Retournement de stratégie pour Boeing

C’est donc aussi pour éviter que ces coûts ne pèsent directement sur lui que Boeing s’est décidé à revenir sur sa stratégie d’externalisation de pans entiers de la construction de ses avions, celle-là même qui l’avait conduit à se séparer de sa filiale en 2005… pour réduire ses coûts.

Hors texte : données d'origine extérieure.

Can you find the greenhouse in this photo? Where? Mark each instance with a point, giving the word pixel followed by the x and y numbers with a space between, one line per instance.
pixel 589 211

Interrogé fin janvier par CNBC sur cette stratégie, qu’il a lui-même longtemps soutenue, David Calhoun, le patron de Boeing, a reconnu qu’il était temps de reconsidérer les choses. « Est-elle allée trop loin ? Oui, c’est probablement le cas », a-t-il déclaré.

Spirit Boeing
La pression sur la production des cellules de 737 MAX chez Spirit a été à l’origine de problème de qualité. Crédit : Spirit AeroSystems.

Mais cette éventuelle acquisition de Spirit comporte aussi des risques. Elle va immanquablement peser sur ses finances alors que le constructeur est lourdement endetté depuis la crise du 737 MAX en 2019, à laquelle s’est ajoutée la pandémie de Covid-19. Sa dette représente 52 M$ et l’avionneur a un besoin urgent de remonter sa cadence de production afin de générer de la trésorerie et atteindre les objectifs financiers qu’il s’est fixé pour le milieu de la décennie.

Elle contraindra également Boeing à y consacrer des ressources internes importantes au moment où il doit se concentrer sur ses propres lacunes en termes de qualité, sans y répondre directement.

Boeing sur la sellette

Le dernier épisode en date s’est traduit par les critiques de la patronne du NTSB (National Transportation Safety Board), Jennifer Homendy, qui a reproché à Boeing de ne pas avoir fourni les noms des 25 personnes de son usine de Renton, près de Seattle, qui travaillent sur les panneaux de porte identiques à celui en cause dans l’incident du vol d’Alaska Airlines, ainsi que certains documents clés nécessaires à l’enquête, que le bureau d’enquête réclamait.

NTSB
Selon le NTSB, la porte arrachée avait été mal fixée chez Boeing. Crédit : NTSB.

« Il est absurde que deux mois plus tard nous n’ayons pas cela », a-t-elle déclaré lors d’une audition de la commission sénatoriale du commerce, en charge des transports.

Boeing s’est immédiatement exécuté mais a reconnu que certains documents étaient manquants. « Nous avons maintenant fourni la liste complète des personnes faisant partie de l’équipe chargée des portes du 737, en réponse à une demande récente », a-t-il indiqué en ajoutant que « si le retrait du panneau de porte n’était pas documenté, il n’y a pas de documentation à partager. »

Spirit, entre Boeing et Airbus

Le rachat éventuel de Spirit Aerosystems par Boeing posera inévitablement la question de son partenariat avec Airbus autour de deux programmes clés de l’avionneur européen, l’A220 et l’A350.

L’équipementier est en charge de la conception et la fabrication des ailes composites de l’A220, assemblées dans son usine de Belfast, en Irlande du Nord, rachetée en 2019 à Bombardier. Il a également en charge, via son usine de Kinston, en Caroline du Nord, des panneaux de la section centrale de l’A350, dont il fabrique également le longeron avant et le bord d’attaque fixe de l’aile.

Enfin, il construit les éléments des bords d’attaque et de fuite des ailes de toute la famille d’avions A320 dans son usine de Prestwick, en Écosse, rachetée à BAE Systems en 2006.

Le géant européen devra donc immanquablement se positionner sur le dossier et des discussions exploratoires ont déjà eu lieu concernant l’usine de Belfast.

A220 voilure composite
La production des ailes en composites de l’A220 est assurée par Spirit Aerosystems à Belfast, qui a racheté la chaîne à Bombardier en 2019. Crédit : Bombardier.